Giving data to any third-party without masking may be non-secure, you should mask the data before giving to other, in this scenario you can use Static data masking technique.
Consider Example:
You can set static values to column using Update statement, when you set Valeu to column then your new value will be staic for example
Update Employee_1 set Salary=’xxxxx’ then all employess’s salary willl be masked with statoc value ‘xxxx’.
For Static data masking you need to create masking function “MASKED WITH FUNCTION”
---Masked With Function-----
-- Create a masked copy of the Employee table
CREATE MASKED TABLE Employee_Masked
WITH (MASKING POLICY = 'PartialMaskingPolicy');
-- Define masking function for Salary column
CREATE FUNCTION PartialMaskingPolicy() RETURNS nvarchar(100)
WITH SCHEMABINDING
AS
BEGIN
RETURN 'XXX,XXX';
END;
Now here, the _Masked table will have a masked version of the salary column.
Now the table have masked values for column.
Row-Level Security (RLS)
Row-Level Security allows you to control access to rows in a table based on the characteristics of the user executing a query.

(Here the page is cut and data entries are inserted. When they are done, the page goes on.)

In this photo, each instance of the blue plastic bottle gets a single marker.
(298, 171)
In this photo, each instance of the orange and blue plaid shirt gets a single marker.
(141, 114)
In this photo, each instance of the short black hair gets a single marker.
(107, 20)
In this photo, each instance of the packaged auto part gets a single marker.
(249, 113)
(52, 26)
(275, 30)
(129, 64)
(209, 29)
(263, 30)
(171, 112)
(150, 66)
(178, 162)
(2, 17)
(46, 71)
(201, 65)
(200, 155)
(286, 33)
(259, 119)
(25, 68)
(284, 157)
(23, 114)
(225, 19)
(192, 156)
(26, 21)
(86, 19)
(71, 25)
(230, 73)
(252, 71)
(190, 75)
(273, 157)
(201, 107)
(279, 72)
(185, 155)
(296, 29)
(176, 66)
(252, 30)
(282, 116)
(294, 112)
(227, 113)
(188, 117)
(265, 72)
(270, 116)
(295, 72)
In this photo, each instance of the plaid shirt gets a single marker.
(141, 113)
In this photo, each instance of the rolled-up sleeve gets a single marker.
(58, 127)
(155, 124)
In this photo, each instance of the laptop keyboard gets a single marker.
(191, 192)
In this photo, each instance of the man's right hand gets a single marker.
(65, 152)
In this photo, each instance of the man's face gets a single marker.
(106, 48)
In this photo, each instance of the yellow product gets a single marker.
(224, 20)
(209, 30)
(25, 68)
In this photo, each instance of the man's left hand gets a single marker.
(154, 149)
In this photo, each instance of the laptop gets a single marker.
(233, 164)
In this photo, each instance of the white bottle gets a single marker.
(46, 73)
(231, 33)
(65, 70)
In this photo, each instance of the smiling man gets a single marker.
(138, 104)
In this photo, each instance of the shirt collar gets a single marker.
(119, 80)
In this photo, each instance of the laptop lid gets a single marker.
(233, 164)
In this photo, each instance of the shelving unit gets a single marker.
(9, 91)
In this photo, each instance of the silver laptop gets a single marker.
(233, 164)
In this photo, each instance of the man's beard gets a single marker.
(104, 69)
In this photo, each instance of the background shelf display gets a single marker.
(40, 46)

This is particularly useful when you want to restrict access to specific rows for certain users.
RLS Example
Consider a example where you have a table named Employee_1 with a column named Salary
Using RLS, you can limit access to rows based on user roles:
— Create a security policy for the Employee_1 table
CREATE SECURITY POLICY Employee_1Ploicy
ADD FILTER PREDICATE dbo.Employee_1()
ON dbo.Employee
WITH (STATE = ON);
-- Create a function to filter records based on user role
CREATE FUNCTION Employee_1Policy() RETURNS TABLE
WITH SCHEMABINDING
AS
RETURN SELECT 1 AS result
WHERE (suser_sname() = 'testuser');
Now, only users with the ‘testuser’ role can access rows from the table that meet the specified condition.
Conclusion
Data masking is the technique to hide or secure protect personal or original data from others to preview.
using different masking function, we can mask the data in SQL server dynamically.
Masking data in SQL server is today’s clients need for everyone to mask the sensitive data for data protection.